The Court, however, sometimes gives effect to the values undergirding the nondelegation principle through narrow interpretations of statutory delegations. One tool for this is the major questions doctrine. The doctrine presumes that “Congress intends to make major policy decisions itself, not leave those decisions to agencies” and requires “clear congressional authorization” before reading a statute to give an agency authority to make decisions of “vast ‘economic and political significance.’” West Virginia v. EPA (2022) (quoting FDA v. Brown & Williamson Tobacco Corp. (2000)).

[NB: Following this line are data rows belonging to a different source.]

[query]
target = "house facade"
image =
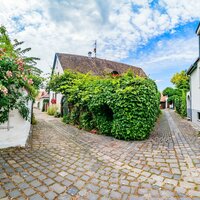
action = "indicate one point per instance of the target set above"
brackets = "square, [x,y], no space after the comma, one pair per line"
[193,96]
[84,64]
[16,131]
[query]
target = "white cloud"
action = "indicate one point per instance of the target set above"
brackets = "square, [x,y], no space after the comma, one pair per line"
[50,26]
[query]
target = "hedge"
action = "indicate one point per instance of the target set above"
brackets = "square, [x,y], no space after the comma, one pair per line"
[125,107]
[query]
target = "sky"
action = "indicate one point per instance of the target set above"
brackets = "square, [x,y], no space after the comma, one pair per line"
[156,35]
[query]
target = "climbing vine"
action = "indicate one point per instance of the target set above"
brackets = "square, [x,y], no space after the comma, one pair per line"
[19,79]
[125,107]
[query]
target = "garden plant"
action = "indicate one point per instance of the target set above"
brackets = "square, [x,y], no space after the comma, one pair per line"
[125,107]
[19,79]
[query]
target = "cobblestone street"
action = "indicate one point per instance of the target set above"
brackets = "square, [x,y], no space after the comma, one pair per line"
[63,162]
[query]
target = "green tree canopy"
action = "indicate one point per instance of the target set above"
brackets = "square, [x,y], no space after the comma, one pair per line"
[181,80]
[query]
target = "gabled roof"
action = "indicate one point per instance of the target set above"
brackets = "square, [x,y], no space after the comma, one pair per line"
[193,67]
[95,66]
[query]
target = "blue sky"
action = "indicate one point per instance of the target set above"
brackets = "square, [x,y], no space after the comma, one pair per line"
[156,35]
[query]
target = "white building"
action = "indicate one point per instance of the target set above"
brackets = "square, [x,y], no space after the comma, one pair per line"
[193,97]
[16,130]
[84,65]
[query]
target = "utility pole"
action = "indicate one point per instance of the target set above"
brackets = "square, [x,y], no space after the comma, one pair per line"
[95,48]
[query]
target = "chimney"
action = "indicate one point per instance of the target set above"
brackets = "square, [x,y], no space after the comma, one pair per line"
[198,33]
[89,54]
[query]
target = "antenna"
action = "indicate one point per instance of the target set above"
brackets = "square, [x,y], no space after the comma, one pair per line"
[95,48]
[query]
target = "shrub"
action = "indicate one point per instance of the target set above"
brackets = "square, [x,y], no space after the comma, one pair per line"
[52,110]
[66,119]
[33,120]
[57,114]
[183,104]
[125,107]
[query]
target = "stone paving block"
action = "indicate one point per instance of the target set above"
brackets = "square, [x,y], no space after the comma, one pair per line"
[9,186]
[72,191]
[36,197]
[29,192]
[115,195]
[17,179]
[43,189]
[23,185]
[51,195]
[194,193]
[104,192]
[58,188]
[79,184]
[63,174]
[48,181]
[35,183]
[14,194]
[2,193]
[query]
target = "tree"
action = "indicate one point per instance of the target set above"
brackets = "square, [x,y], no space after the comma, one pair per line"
[14,50]
[181,80]
[177,95]
[19,78]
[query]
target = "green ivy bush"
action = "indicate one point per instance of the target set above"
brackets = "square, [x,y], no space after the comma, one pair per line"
[125,107]
[52,109]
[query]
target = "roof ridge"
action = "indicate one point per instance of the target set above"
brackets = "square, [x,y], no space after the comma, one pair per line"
[92,58]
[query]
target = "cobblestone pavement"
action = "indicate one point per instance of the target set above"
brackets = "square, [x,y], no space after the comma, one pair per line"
[66,163]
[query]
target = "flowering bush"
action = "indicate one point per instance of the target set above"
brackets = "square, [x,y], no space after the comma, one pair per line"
[19,78]
[53,101]
[125,107]
[15,87]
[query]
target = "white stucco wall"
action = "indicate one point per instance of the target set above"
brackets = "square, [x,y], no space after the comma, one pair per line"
[19,130]
[58,70]
[195,93]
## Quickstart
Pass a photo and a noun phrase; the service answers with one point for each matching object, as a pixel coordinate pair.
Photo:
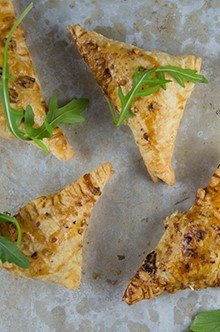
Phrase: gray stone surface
(128, 219)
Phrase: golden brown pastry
(158, 116)
(53, 228)
(188, 254)
(25, 88)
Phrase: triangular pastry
(25, 88)
(188, 254)
(53, 228)
(157, 117)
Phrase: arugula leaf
(70, 113)
(206, 321)
(145, 83)
(9, 251)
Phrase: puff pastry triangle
(53, 228)
(158, 116)
(25, 87)
(188, 254)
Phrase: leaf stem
(5, 75)
(6, 217)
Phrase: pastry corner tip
(75, 30)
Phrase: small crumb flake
(121, 257)
(96, 276)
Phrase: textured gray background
(128, 218)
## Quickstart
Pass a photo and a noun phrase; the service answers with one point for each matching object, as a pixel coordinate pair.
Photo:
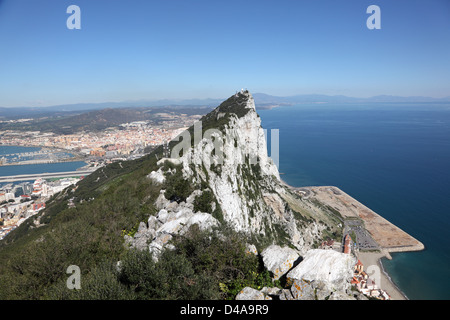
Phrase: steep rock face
(330, 268)
(224, 156)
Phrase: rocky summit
(241, 187)
(205, 216)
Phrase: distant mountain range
(262, 101)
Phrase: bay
(394, 158)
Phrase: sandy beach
(373, 259)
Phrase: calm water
(395, 159)
(35, 168)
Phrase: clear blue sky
(132, 50)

In challenges to agency regulations, the “major questions doctrine” has played an important role in trimming back potentially broad congressional delegations of authority. E.g., Nat’l Fed. Indep. Bus. v. Dep’t of Labor, OSHA (2021) (COVID regulation); West Virginia v. EPA (2022) (environmental regulation); Biden v. Nebraska (student loan forgiveness). In Consumers’ Research, Justice Kavanaugh concurred and suggested that one reason he was willing to apply the deferential “intelligible principle” standard of nondelegation review was the availability of the major questions doctrine to limit agency activism without unduly limiting congressional authority.